Pinterest: huge growth among scrapbooking individuals, a big pile-on from marketers, and then even bigger interest in the Pinterest terms and conditions.
Pinterest changed their terms and conditions in the last few days, and as Knoed Creative say, there’s good news and the same news: Pinterest will not sell your content—apparently this was never the intention—but there is still a potential copyright issue over the content that you post.
There’s a fascinating post from a copyright/internet lawyer suggesting that in practice, the risk is low. (Note: Rick Sanders isn’t offering legal advice on this, and neither am I!) Of course, if you are a business, then the risk is likely to be higher than if you were pinning as an individual.
So here’s the play-it-safe suggestion:
- only pin what you have the rights to, link, and attribute correctly
- if you want people to freely pin your content, offer a Pin It button to make it clear
- if you don’t want people to pin your content, you can add code to your site to prevent it
Assuming you do, in fact, represent a business, what could you use Pinterest for?
Scrapbooking (aka Pinterest) is all about the visual, so how about video or images of your products, employees, projects, or other images that tell your corporate story?

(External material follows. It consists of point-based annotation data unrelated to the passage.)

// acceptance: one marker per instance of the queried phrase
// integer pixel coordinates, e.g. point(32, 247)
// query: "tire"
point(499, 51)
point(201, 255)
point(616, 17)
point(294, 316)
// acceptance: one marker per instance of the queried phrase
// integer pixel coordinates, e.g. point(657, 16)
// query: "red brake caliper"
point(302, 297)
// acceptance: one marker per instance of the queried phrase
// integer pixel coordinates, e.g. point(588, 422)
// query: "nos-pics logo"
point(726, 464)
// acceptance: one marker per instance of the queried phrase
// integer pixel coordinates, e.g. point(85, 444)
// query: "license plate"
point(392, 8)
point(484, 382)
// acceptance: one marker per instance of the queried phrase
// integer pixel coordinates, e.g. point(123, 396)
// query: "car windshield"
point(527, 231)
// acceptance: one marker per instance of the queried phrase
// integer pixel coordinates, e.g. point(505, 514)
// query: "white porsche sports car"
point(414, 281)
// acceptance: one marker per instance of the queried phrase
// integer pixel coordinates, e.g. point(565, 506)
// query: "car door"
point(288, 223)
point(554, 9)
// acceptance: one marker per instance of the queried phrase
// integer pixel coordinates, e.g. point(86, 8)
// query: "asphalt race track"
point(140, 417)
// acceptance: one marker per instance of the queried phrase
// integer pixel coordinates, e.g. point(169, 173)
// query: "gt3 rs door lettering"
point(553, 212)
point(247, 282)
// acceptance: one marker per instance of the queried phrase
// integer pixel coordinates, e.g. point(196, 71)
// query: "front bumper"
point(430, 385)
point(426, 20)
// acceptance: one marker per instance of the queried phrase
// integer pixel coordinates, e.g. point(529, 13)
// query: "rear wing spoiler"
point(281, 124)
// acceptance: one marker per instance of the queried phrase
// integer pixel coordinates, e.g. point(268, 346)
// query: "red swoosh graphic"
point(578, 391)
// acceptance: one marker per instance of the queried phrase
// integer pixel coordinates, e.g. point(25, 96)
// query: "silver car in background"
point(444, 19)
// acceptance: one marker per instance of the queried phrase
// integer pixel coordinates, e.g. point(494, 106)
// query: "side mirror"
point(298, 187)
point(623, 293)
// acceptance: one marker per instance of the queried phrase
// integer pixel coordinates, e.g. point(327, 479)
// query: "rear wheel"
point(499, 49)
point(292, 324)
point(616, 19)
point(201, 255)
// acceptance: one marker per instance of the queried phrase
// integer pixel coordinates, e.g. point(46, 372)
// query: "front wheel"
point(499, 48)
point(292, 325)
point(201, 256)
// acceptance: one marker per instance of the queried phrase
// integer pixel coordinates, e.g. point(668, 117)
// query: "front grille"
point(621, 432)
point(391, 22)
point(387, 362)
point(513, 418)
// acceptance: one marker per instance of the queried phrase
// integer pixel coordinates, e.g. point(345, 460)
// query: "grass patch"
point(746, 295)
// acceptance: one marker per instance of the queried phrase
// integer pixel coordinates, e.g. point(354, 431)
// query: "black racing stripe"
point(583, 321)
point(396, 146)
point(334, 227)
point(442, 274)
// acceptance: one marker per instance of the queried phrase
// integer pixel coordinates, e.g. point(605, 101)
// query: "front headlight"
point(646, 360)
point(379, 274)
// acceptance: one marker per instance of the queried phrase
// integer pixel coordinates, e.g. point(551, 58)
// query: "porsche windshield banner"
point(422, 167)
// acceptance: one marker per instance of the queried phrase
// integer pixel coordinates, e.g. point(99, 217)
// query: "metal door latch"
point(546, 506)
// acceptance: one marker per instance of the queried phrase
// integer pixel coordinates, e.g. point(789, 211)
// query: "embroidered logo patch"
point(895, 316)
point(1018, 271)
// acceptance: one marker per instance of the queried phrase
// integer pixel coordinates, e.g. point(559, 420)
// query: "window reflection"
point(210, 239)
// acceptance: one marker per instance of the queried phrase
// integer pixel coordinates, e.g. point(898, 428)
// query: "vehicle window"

Have a look at how the Kansas City Police do it…
Expanding this to other stakeholder areas… do you think your audience might be on Pinterest? If they are—and if it is worth your while to spend time on this rather than on other social networks—how about creating:
- a Careers-oriented pinboard, with images from your careers events mixed with branding images; perhaps multiple pinboards, depending on the different groups you’re trying to attract. The US Army has some great Careers best practices on their website; they also use Pinterest to reach different stakeholders
- a CSR oriented pinboard, with images of your CSR events and activities, employee projects… if you’re following the ‘show don’t tell’ rule, then show how CSR is integral to your products/services/culture. Examples: VanillaSoft’s microloan program on Pinterest
- a press-kit style pinboard for each product launch, or for other significant news: images, video, links back to your site for more information. I don’t know whether Heineken, for example, are on Pinterest, but a search for ‘Heineken’ on Pinterest reveals a lot of interest!
Think moodboard, to get the style right – and have a look at these marketing campaigns to see what others have done on Pinterest to promote their brand.
If you’re thinking about internal comms, bear in mind that at the moment, Pinterest isn’t offering private boards, or boards for groups, so you do need to assume that anything you pin will be publicly available. How about investigating Gimmebar, Juxtapost or Clipix for an alternative?